The ultimate water heater buying guide

The Ultimate Water Heater Buying Guide in 2022

Whether you are looking for a water heater for your new home or replacing the old one, you will want to make sure that you get the right water heater that can handle your hot water demand and not be so much of a burden on your budget. 

According to, water heater accounts for upto 14% to 18% of total household energy consumption. That means if you buy an efficient water heater then that can result in great savings. 

Earlier, there weren’t many water heating options available and they weren’t that energy efficient either. 

Things are a lot different now and many varieties. So you must get full a picture of the options available to you before making the decision. 

Things you need to understand while selecting a water heater:

  1. What are the different types of water heaters and which is right for you? 
  2. What size water heater you will need? 
  3. Should you go for gas-powered or electric? 

Different types of water heater

A typical solar water heater collector.
A typical solar water heater collector.

Today, there are many types of water heaters available than before which is a good thing but can make you confused as well. Each type has its pros and cons plus one doesn’t suit all. So let’s learn a bit more about those. 

Storage tank water heater

These are the conventional tank water heaters. In this type, water is heated and stored in a well-insulated water tank from which water can be drawn via fixtures like hot water tap or showerhead. 
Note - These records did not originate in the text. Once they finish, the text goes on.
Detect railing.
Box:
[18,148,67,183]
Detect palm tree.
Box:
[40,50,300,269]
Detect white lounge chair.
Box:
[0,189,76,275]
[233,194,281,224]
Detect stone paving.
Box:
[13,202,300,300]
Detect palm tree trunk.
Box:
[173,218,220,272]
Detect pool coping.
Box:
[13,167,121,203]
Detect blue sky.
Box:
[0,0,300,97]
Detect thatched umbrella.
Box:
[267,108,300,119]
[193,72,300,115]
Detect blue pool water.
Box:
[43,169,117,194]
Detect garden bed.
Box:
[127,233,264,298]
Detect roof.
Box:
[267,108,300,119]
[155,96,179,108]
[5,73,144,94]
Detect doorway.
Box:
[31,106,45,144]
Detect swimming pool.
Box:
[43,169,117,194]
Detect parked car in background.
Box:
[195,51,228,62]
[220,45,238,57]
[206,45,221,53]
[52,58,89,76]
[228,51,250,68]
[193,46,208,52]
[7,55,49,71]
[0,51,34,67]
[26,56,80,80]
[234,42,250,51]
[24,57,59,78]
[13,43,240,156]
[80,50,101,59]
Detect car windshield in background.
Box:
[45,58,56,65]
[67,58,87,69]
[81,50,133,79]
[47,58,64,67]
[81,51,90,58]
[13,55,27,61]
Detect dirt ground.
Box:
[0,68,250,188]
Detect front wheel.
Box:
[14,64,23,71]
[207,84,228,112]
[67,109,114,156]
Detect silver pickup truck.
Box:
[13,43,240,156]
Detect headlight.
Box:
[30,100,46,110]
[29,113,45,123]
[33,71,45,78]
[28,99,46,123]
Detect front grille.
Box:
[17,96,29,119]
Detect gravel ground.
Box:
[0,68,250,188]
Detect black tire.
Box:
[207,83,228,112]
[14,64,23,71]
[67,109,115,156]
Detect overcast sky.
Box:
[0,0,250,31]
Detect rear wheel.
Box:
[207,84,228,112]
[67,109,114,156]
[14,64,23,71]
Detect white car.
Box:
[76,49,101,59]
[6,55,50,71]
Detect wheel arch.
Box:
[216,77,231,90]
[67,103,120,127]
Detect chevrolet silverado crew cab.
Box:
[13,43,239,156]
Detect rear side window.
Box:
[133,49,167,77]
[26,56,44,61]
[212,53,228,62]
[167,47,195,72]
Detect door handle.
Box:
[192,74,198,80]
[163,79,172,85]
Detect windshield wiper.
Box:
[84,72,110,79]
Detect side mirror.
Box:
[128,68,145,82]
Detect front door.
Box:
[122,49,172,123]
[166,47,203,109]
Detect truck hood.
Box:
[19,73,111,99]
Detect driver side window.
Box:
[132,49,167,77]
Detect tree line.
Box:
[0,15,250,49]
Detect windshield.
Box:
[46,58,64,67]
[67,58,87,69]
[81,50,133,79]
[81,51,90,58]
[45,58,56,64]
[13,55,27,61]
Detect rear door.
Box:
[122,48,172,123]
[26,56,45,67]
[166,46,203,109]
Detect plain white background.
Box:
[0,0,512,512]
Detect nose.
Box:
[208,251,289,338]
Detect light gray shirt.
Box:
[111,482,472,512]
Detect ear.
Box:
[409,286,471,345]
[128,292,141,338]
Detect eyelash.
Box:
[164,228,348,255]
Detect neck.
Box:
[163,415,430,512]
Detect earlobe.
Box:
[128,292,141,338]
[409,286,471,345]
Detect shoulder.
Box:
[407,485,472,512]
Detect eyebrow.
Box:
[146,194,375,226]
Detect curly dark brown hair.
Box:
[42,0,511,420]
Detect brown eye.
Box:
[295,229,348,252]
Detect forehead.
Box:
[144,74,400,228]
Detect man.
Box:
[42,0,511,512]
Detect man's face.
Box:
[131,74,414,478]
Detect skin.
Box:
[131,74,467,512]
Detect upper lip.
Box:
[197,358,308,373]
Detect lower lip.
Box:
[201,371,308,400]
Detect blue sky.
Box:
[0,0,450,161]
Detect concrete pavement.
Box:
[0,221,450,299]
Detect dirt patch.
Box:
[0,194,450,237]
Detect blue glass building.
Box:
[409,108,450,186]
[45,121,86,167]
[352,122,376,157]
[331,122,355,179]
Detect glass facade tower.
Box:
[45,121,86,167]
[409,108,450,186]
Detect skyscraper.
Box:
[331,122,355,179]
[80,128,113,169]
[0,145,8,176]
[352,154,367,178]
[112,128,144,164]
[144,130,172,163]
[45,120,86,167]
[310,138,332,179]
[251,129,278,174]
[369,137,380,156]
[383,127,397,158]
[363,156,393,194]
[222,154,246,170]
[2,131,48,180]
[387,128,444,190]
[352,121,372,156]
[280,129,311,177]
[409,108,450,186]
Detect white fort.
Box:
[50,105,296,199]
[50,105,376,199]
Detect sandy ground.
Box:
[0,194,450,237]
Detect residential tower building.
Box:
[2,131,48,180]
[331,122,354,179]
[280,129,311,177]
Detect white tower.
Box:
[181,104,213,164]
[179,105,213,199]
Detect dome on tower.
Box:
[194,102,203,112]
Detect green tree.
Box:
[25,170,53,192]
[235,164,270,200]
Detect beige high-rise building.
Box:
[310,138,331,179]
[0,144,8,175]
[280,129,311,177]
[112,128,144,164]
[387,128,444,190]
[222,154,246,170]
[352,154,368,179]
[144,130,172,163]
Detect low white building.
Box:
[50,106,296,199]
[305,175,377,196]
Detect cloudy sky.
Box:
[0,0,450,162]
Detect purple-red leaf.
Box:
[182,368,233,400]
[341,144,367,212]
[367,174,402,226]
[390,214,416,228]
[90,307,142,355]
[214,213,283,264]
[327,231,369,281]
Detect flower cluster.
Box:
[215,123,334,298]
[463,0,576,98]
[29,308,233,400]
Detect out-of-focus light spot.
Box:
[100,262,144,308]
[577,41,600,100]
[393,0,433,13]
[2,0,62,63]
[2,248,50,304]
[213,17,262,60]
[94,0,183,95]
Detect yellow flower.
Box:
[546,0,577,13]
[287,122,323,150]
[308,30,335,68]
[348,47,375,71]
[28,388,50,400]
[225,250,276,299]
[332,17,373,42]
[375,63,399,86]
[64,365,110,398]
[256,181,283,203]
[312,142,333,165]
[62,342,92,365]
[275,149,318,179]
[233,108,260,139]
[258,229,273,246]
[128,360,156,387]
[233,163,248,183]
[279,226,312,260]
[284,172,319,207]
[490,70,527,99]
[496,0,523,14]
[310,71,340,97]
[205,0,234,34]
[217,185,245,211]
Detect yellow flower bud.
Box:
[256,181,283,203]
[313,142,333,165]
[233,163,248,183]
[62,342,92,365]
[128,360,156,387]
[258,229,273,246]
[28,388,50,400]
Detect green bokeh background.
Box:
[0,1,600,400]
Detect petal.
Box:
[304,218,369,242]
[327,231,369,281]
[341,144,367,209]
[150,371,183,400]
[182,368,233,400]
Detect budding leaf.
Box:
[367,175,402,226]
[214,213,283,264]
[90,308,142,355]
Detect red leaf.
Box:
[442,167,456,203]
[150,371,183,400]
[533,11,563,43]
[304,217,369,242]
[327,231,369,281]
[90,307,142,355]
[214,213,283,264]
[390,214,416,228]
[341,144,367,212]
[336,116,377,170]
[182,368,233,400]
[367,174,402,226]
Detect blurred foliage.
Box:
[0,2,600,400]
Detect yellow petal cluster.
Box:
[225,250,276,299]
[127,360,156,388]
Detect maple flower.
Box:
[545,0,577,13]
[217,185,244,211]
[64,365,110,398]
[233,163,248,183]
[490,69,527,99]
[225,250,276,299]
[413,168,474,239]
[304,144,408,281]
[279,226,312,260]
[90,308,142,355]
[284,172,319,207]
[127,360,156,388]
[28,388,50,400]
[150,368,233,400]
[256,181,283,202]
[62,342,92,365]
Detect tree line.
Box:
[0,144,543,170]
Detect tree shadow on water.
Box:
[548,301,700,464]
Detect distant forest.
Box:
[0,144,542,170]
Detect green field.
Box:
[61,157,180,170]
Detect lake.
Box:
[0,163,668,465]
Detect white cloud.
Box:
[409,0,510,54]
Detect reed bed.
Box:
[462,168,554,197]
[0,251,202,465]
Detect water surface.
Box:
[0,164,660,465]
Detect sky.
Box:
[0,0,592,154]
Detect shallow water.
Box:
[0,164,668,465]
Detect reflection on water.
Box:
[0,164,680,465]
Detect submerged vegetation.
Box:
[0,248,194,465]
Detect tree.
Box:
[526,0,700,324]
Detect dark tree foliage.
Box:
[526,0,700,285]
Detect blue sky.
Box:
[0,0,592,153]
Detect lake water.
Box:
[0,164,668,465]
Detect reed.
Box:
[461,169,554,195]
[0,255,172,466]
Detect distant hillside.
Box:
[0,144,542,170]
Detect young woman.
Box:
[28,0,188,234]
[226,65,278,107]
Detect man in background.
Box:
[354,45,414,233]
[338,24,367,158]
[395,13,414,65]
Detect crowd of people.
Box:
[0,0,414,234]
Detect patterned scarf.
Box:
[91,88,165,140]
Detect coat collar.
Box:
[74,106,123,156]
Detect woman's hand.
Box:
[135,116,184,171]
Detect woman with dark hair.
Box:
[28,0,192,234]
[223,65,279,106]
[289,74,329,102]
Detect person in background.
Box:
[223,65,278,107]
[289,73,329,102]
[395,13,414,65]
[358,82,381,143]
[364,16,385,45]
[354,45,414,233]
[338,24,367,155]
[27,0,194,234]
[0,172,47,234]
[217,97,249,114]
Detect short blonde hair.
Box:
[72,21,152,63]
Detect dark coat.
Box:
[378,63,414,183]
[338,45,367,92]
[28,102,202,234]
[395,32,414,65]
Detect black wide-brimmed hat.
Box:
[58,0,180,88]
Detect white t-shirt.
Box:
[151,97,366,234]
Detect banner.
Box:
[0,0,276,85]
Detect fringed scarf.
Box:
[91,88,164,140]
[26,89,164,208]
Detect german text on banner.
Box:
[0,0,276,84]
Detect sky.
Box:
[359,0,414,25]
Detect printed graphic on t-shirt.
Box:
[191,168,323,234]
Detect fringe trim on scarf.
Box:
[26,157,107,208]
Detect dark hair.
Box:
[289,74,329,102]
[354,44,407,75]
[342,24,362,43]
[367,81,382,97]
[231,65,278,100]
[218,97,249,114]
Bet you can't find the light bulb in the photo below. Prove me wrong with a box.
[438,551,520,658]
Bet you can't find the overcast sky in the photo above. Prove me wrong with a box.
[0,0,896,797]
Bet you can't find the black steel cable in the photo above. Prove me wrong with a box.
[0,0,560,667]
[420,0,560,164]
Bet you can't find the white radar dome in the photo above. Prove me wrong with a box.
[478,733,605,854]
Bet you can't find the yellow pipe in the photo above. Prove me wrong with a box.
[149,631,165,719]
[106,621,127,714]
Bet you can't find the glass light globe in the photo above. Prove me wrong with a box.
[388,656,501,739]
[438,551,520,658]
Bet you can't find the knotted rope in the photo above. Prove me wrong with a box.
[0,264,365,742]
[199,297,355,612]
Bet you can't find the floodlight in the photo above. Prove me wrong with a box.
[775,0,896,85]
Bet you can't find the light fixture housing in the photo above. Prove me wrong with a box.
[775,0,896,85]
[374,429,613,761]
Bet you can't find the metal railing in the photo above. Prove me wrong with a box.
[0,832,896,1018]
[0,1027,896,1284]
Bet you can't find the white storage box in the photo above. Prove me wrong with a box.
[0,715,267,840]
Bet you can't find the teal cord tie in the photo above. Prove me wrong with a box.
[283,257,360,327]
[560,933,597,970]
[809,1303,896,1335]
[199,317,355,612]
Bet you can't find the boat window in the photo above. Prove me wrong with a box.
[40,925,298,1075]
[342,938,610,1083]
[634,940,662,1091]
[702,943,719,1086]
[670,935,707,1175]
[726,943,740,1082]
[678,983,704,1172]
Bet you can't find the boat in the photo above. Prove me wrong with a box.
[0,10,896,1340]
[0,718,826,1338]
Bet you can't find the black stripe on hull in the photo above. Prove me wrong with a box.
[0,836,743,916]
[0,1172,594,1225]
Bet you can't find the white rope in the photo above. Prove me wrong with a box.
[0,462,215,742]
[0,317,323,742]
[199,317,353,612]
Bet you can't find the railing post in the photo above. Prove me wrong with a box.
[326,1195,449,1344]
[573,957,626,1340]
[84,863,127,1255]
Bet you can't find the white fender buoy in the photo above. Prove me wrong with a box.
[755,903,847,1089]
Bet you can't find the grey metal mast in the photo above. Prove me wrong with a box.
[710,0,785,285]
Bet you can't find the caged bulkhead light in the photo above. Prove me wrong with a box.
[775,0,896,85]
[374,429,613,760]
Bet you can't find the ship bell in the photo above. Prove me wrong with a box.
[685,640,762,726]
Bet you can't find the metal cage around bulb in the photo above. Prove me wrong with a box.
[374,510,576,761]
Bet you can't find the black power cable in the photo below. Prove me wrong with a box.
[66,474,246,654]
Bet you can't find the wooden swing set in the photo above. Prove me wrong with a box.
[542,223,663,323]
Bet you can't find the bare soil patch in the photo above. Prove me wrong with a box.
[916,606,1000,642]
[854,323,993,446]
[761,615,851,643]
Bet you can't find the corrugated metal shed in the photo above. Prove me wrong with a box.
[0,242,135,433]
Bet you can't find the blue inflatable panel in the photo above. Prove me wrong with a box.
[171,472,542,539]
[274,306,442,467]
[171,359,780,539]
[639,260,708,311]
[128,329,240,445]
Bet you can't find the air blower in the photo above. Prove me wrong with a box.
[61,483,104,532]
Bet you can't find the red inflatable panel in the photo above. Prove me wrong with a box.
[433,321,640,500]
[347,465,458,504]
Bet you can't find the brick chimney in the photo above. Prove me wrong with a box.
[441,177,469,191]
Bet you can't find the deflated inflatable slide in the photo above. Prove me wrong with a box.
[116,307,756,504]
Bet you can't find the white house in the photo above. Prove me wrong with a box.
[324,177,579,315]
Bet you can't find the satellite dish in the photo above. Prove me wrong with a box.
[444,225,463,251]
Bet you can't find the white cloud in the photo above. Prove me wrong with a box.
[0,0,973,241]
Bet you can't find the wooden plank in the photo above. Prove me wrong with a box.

The tank water heaters keep the reserves of hot water all day and night. The tank makes the overall heating system bigger and occupies a lot of space. 

The best thing with a tank water heater is you can use multiple streams of hot water at the same time without facing a low flow rate. 

But the problem you might face with them is having to wait hours to get hot water once you have used the whole tank (which happens when you draw the whole capacity at the same time).

Another drawback is that the water heater has to use energy all the time to keep the water in the tank hot all the time. That means it has to use energy to keep water hot even when not needed. That’s a lot of inefficiencies and increased energy costs. 

Tankless water heater

Tankless water heater technology is rather new compared to tank types. As you can guess from the name itself, these are water heaters without a tank. 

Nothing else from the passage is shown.